One tradition of modern theologians in the Protestant tradition has invested much in the notion of Christ’s “kenosis” or emptying of himself at Philippians 2:7, speaking of Christ as setting aside his divine attributes in becoming human. For classical Christian theology this is a problematic way of putting the matter, because in this case Christ is not any longer God. Once one grasps that it is because the Word is fully God that through divine power the human nature is united to the Word then one can see that it is the mystery of the Word’s power that makes possible the true humanity of Christ.
But this leaves us with many many questions. What does it mean for the one “in the form of God” to empty himself? To some extent, while we may work toward partial answers—and those emphasizing that it is in Christ’s acts of love among and for humanity that we see the nature of divine love go not astray—mystery will again always attend. The one in whom all things hold together (Col 1:17) has “become” human, but all things continue in him to hold together.
The narrative that Scripture gives us is one shot through our creeds, liturgies and prayers, but so also are the seeds that may flower into an awareness that we necessarily struggle to speak of eternity. The more deeply we understand it, the more we come to see that the “becoming” of the Word expresses no “stage” in the Word’s story, for God is beyond time. And yet God invites us to speak thus, and realize the failure in our speech.
This is why all the mysterious richness of the Christian symbolic universe, the language drawn from Scripture and imbued with Christianity’s Jewish heritage, a language replete with ascents and descent, with accounts of the heavenly court and the shining light of the divine offers us the surest guide to speaking of what lies beyond our comprehension. That language enables us to speak of God and Christ, it provides points of departure for our attempts to understand (and tells us that God calls us to such attempts), and yet it also provides a poetry for the imagination that will remain ours until the end (to be continued…).
Where To Go Next
Robert Wilken, The Spirit of Early Christian Thought: Seeking the Presence of God (New Haven: YUP., 2003) Chapter Five offers a powerful and brief introduction to the debates over Christ’s person that occupied so many of the early centuries of Christianity.
Andrew Louth, “Christology in the East from the Council of Chalcedon to John Damascene,” in Francesca Murphy, ed., The Oxford Handbook of Christology (Oxford: OUP, 2015) offers an excellent more detailed introduction to the debates with which Wilken’s chapter culminates.
Thomas Weinandy OFM Cap, Does God Suffer? (Notre Dame IN: UNDP, 2000).
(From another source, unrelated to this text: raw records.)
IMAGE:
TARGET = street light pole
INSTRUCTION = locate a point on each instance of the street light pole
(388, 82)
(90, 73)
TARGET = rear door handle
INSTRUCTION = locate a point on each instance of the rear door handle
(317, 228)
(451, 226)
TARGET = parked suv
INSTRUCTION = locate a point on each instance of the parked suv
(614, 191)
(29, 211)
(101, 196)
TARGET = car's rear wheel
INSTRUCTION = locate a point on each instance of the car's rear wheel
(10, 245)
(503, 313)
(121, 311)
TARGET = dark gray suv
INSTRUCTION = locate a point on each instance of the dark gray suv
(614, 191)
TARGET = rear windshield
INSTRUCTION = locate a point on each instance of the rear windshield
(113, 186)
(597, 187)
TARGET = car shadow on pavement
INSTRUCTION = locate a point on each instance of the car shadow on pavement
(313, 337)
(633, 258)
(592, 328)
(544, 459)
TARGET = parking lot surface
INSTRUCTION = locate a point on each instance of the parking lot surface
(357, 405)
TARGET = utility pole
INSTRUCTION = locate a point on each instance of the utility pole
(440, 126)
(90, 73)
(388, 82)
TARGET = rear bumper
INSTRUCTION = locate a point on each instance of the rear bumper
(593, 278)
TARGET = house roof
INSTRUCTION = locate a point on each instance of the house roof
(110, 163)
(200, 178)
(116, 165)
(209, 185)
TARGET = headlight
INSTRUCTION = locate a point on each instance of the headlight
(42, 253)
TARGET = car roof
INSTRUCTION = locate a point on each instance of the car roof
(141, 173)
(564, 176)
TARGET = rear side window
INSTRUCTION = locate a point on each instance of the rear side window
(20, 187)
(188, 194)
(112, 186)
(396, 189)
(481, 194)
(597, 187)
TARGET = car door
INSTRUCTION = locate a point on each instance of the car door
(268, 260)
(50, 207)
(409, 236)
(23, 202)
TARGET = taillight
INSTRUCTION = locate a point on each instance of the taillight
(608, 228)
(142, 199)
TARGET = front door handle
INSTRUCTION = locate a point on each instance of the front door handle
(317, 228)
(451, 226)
This book, excerpted here, offers an excellent and extensive consideration of how we should approach the mysteries of Christ’s cross. But along the way it also provides an excellent introdcution to the fundamentals of classical Christology.
Thomas Joseph White OP, The Incarnate Lord: A Thomistic Study in Christology (Washington DC: CUA, 2017). This book offers a series of essays on some of the fundamental topics in Christology, focusing on showing the power of the classical Christological vision over against some modern reinterpretations.
Cyril of Alexandria, “Second Letter to Nestorius” and “Second Letter to Succensus,” in Lionel Wickham, ed., Cyril of Alexandria. Select Letters (Oxford: OUP, 1983). These two texts by the mighty Bishop of Alexandria who is a foundational figure in early Christian accounts of Christ are a good place to begin with his writing.
Finally, for a Christmas sermon that takes us to the heart of the Christian claim see Pope St Leo the Great’s Sermon 21.